Ben, an A-Level history teacher, shares another approach to high-quality group talk
In A-Level history, pupils are required to make judgements about the validity of general statements and the claims of other historians. My Year 12s were preparing for an essay answering the question ‘Was Henry VIII’s foreign policy from 1509-1527 a success?’
How he grouped them
I put pupils into groups of mixed ability based on how they had tackled their previous essay. Person 1 in each group had the weakest skills in this area, Person 4 had the strongest.
We used the following scaffold to structure discussion. ‘What would success look like for Henry VIII in terms of his foreign policy 1509–1527?’
- Suggest a definition for success.
- Ask a question about the definition. Person 1 should respond to your question.
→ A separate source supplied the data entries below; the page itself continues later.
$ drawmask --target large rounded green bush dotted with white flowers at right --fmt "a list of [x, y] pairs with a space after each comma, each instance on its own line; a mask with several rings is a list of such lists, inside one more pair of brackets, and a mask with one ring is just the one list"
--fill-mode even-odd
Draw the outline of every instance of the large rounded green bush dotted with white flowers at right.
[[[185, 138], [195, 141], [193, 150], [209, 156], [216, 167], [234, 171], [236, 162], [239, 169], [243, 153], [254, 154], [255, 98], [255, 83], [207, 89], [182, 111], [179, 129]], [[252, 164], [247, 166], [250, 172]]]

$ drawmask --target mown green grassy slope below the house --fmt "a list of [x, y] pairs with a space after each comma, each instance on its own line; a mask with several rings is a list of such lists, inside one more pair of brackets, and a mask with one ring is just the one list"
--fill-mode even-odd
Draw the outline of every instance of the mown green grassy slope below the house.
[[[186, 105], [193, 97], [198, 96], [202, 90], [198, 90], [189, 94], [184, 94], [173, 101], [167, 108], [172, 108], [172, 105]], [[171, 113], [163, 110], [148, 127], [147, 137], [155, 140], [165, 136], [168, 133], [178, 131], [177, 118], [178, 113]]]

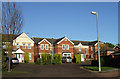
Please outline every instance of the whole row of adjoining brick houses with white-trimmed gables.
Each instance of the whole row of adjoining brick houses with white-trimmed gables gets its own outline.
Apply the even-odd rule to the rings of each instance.
[[[3,36],[3,39],[5,37]],[[5,48],[6,42],[3,41]],[[102,42],[100,42],[102,43]],[[78,41],[70,40],[62,37],[59,39],[53,38],[30,38],[24,32],[16,35],[13,40],[13,57],[17,57],[19,62],[25,62],[25,53],[29,53],[29,62],[33,63],[36,57],[41,58],[41,54],[60,54],[62,57],[70,56],[72,59],[75,54],[81,54],[81,61],[96,59],[95,52],[97,52],[97,41]],[[7,53],[7,51],[6,51]]]

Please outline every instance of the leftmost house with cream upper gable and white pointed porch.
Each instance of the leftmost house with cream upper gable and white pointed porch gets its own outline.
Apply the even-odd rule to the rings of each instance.
[[[3,40],[7,38],[7,35],[2,36]],[[9,38],[7,38],[9,39]],[[4,40],[3,42],[3,48],[5,48],[6,44],[9,43],[9,41]],[[16,37],[13,40],[13,51],[12,55],[13,57],[18,58],[20,63],[24,63],[24,57],[25,53],[29,53],[29,62],[34,62],[34,41],[26,35],[24,32],[20,35],[16,35]],[[8,53],[6,51],[6,53]]]

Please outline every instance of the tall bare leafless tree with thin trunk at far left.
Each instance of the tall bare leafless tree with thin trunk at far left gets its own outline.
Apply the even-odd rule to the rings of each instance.
[[[15,2],[3,2],[2,3],[2,34],[7,35],[6,42],[8,56],[9,56],[9,68],[10,72],[10,58],[13,49],[13,39],[15,35],[20,34],[23,26],[23,16],[21,10],[16,6]]]

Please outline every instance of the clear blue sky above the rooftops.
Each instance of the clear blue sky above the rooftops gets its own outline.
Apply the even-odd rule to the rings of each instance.
[[[97,40],[98,12],[99,40],[118,43],[117,2],[17,2],[24,24],[22,31],[30,37],[70,40]]]

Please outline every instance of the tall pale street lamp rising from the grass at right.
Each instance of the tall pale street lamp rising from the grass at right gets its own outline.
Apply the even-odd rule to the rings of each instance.
[[[99,33],[98,33],[98,13],[92,11],[92,14],[96,15],[96,23],[97,23],[97,40],[98,40],[98,62],[99,62],[99,71],[101,71],[101,63],[100,63],[100,49],[99,49]]]

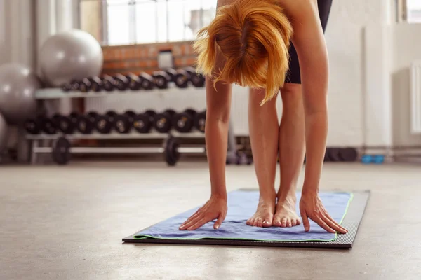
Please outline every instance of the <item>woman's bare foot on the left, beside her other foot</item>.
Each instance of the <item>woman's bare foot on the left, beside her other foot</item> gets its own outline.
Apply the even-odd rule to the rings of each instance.
[[[276,196],[262,198],[260,197],[256,213],[247,220],[247,225],[260,228],[272,227],[272,220],[275,213]]]

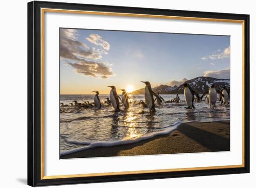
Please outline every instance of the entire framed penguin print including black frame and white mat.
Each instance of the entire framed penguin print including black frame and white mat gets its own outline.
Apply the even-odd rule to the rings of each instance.
[[[249,15],[28,3],[28,185],[249,173]]]

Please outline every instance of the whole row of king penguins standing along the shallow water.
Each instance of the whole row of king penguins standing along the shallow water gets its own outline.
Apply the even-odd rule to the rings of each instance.
[[[115,112],[119,112],[120,111],[120,101],[121,101],[124,109],[128,109],[130,104],[131,105],[132,104],[140,104],[140,105],[142,105],[142,107],[148,107],[149,112],[155,112],[155,101],[156,101],[157,105],[159,105],[159,106],[161,106],[162,102],[165,102],[165,103],[176,102],[178,104],[178,103],[184,101],[184,100],[180,99],[179,94],[176,94],[174,99],[165,101],[160,96],[159,93],[156,94],[152,90],[149,81],[141,81],[141,82],[143,82],[146,85],[144,88],[145,101],[140,100],[138,103],[136,103],[136,100],[133,100],[133,102],[132,102],[132,100],[130,100],[128,94],[126,93],[125,89],[119,89],[120,91],[122,91],[121,98],[120,98],[120,96],[116,92],[115,86],[108,86],[109,88],[111,88],[111,90],[109,93],[109,98],[108,97],[105,98],[107,100],[104,100],[104,103],[101,102],[101,100],[100,100],[99,92],[93,91],[94,93],[96,93],[94,95],[94,103],[89,103],[89,101],[84,101],[84,103],[79,103],[79,102],[77,102],[77,100],[72,100],[72,102],[74,102],[74,104],[72,102],[70,102],[69,103],[70,105],[68,105],[68,104],[64,105],[64,103],[61,102],[60,107],[64,108],[64,109],[66,107],[72,107],[76,111],[80,110],[81,108],[87,109],[87,108],[91,108],[91,107],[94,107],[96,110],[99,110],[99,109],[101,109],[102,105],[105,106],[105,103],[107,103],[108,106],[112,105],[114,107]],[[221,104],[224,104],[224,105],[229,104],[229,92],[225,86],[222,88],[222,91],[219,91],[219,90],[216,90],[215,85],[212,84],[211,87],[209,88],[209,91],[202,94],[201,97],[189,86],[188,83],[183,83],[181,86],[184,87],[184,98],[185,98],[185,102],[188,105],[188,107],[186,107],[187,109],[195,108],[194,102],[200,102],[200,100],[202,100],[202,101],[207,100],[207,103],[210,105],[210,107],[216,107],[217,100],[219,100]],[[154,99],[154,97],[155,97],[155,99]],[[203,99],[203,97],[205,97],[205,98]],[[65,112],[65,110],[61,110],[61,112]]]

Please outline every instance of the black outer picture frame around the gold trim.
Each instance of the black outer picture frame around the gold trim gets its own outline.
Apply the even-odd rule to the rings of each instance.
[[[32,1],[27,4],[28,15],[28,116],[27,116],[27,184],[30,186],[46,186],[59,184],[115,182],[129,180],[160,179],[173,177],[188,177],[201,175],[224,175],[249,173],[249,15],[231,13],[207,13],[195,11],[151,9],[121,6],[101,6],[74,3],[58,3]],[[244,166],[241,168],[202,169],[172,172],[157,172],[128,175],[101,175],[92,177],[69,177],[43,179],[41,177],[41,50],[40,50],[40,9],[54,8],[65,10],[97,11],[112,13],[135,13],[150,15],[165,15],[177,17],[193,17],[207,19],[242,20],[244,24]]]

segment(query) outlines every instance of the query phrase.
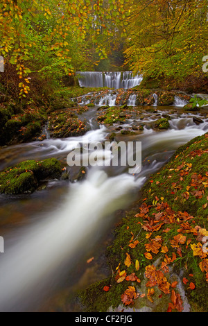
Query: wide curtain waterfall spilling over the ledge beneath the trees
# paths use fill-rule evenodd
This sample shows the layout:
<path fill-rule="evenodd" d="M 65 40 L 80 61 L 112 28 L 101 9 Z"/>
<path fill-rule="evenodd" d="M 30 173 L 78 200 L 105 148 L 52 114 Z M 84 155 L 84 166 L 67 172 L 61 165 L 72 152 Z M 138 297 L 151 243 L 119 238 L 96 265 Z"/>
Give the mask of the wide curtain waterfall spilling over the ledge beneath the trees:
<path fill-rule="evenodd" d="M 141 83 L 142 76 L 134 76 L 132 71 L 78 71 L 80 87 L 132 88 Z"/>

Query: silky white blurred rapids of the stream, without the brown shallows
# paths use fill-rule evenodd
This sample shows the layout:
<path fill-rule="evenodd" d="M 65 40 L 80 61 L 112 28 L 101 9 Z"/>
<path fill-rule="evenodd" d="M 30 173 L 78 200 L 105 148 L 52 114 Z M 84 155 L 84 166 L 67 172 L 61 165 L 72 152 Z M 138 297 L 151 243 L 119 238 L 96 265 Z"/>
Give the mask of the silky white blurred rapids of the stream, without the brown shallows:
<path fill-rule="evenodd" d="M 180 127 L 182 120 L 184 128 Z M 64 200 L 53 212 L 36 216 L 18 232 L 8 233 L 5 253 L 1 255 L 0 310 L 36 309 L 53 286 L 73 268 L 75 257 L 96 243 L 106 225 L 112 223 L 109 216 L 116 209 L 127 207 L 146 176 L 164 164 L 166 152 L 173 153 L 178 146 L 206 130 L 207 122 L 196 126 L 189 117 L 173 119 L 171 129 L 164 132 L 145 129 L 136 139 L 141 141 L 143 160 L 146 157 L 153 160 L 143 167 L 137 178 L 124 173 L 121 167 L 119 174 L 112 177 L 104 168 L 92 167 L 86 180 L 69 185 Z M 107 130 L 100 128 L 87 132 L 84 139 L 103 141 L 106 135 Z M 40 160 L 53 155 L 64 157 L 80 141 L 83 137 L 46 139 L 42 146 L 36 141 L 2 148 L 2 151 L 6 156 L 13 154 L 13 162 L 17 161 L 15 153 L 21 160 L 34 157 Z"/>

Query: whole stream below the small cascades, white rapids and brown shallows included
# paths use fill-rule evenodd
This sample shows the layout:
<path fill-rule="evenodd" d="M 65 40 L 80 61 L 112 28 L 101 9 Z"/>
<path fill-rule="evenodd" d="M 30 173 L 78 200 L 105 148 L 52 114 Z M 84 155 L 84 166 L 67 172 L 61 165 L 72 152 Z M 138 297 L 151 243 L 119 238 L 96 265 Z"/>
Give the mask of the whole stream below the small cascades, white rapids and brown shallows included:
<path fill-rule="evenodd" d="M 168 110 L 158 108 L 157 113 Z M 80 142 L 105 141 L 110 129 L 94 123 L 96 108 L 85 114 L 92 130 L 83 137 L 51 139 L 48 135 L 41 142 L 0 148 L 0 169 L 47 157 L 57 157 L 64 166 L 67 155 Z M 158 119 L 144 115 L 142 121 L 126 121 L 123 128 L 135 121 L 150 123 Z M 177 111 L 171 117 L 168 130 L 156 132 L 145 127 L 136 135 L 121 136 L 125 141 L 141 141 L 142 169 L 138 174 L 128 174 L 126 166 L 92 166 L 82 182 L 53 180 L 46 189 L 33 194 L 0 195 L 0 230 L 5 239 L 5 252 L 0 257 L 1 311 L 44 310 L 45 302 L 64 288 L 64 282 L 70 279 L 70 289 L 78 286 L 88 271 L 86 259 L 96 257 L 99 246 L 105 248 L 103 239 L 116 221 L 114 212 L 132 203 L 150 173 L 157 171 L 180 145 L 208 130 L 207 119 L 196 125 L 191 114 Z M 87 280 L 82 286 L 91 282 Z"/>

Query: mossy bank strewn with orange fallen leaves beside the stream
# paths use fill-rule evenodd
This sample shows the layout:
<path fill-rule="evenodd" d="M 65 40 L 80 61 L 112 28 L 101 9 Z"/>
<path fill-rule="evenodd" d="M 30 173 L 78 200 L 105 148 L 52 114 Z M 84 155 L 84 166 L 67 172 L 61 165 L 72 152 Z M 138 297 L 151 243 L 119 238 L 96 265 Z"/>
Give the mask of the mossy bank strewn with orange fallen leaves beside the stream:
<path fill-rule="evenodd" d="M 112 275 L 80 294 L 86 311 L 207 311 L 207 153 L 206 133 L 146 182 L 107 248 Z"/>

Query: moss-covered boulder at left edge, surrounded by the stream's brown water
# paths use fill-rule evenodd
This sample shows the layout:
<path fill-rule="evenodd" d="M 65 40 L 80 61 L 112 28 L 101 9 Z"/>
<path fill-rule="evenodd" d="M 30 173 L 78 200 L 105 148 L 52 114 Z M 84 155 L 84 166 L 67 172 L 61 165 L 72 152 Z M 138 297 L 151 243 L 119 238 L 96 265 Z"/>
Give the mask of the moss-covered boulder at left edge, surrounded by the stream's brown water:
<path fill-rule="evenodd" d="M 0 193 L 32 192 L 37 189 L 41 180 L 60 178 L 61 173 L 60 162 L 55 158 L 24 161 L 0 173 Z"/>

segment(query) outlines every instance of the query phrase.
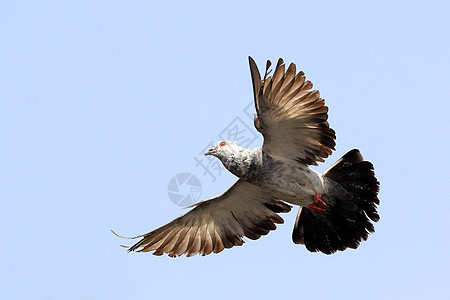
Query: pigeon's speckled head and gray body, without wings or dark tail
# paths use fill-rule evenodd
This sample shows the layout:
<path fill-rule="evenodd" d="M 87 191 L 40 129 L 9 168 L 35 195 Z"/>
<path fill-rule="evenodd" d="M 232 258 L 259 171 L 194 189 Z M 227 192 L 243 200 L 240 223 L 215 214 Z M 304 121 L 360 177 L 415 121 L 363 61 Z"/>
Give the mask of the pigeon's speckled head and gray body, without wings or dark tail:
<path fill-rule="evenodd" d="M 225 143 L 224 146 L 221 146 Z M 323 177 L 306 164 L 277 160 L 262 147 L 244 148 L 236 142 L 222 141 L 210 150 L 231 173 L 256 186 L 270 191 L 277 199 L 307 206 L 318 193 L 325 199 L 348 199 L 351 195 L 337 182 Z"/>

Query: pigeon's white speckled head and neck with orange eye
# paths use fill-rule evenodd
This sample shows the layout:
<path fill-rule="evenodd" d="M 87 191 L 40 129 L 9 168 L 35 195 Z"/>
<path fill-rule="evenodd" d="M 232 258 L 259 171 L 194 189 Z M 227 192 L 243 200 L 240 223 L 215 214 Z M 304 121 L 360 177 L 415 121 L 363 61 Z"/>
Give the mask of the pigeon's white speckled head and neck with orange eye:
<path fill-rule="evenodd" d="M 209 149 L 205 155 L 217 157 L 228 171 L 242 178 L 251 167 L 253 150 L 238 146 L 236 141 L 220 141 Z"/>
- Suggest a change to the definition in the light of this discussion.
- Ask a further question about the definition and then draft a final definition which the whole group should then agree before all writing down an answer.
How he modelled group talk
As this was a skill that was not yet totally embedded with this class, I had already scripted an exemplar discussion using a similar question about Henry VII’s foreign policy and we modelled this with one of the groups. This helped to re-activate prior knowledge, provided some guidance about the types of comments that could be made and gave additional support to pupils who were not confident about the process.
Why it was successful
The success of the essay would rely on pupils understanding the different concepts involved in this task. It doesn’t focus specifically on knowledge - although a different task could - as this will be the next stage in the process (having defined success – was it actually a success?).
By using the 1 to 4 approach and assigning different tasks or roles to each number it was possible to provide relevant challenge and support for each pupil based on their prior attainment.
This grouping was carefully assigned based on prior assessment and a secure knowledge of pupil ability in relation to this particular skill.
Providing a scaffold for discussion meant that all pupils were clear about their role in the discussion and it was clear that all pupils had a key role to play in the success of the activity. Once pupils are confident with this approach (as a result of opportunities to practise) then it may not be necessary to include the worked examples as part of the set-up and ultimately, pupils should be able to have these discussions without using the scaffold.
In addition to ensuring that all pupils were involved, this scaffold and the modelled approach increased the quality of discussion and the rigour of the dialogue as pupils were able to question, challenge assumptions and re-frame in the light of other people’s input.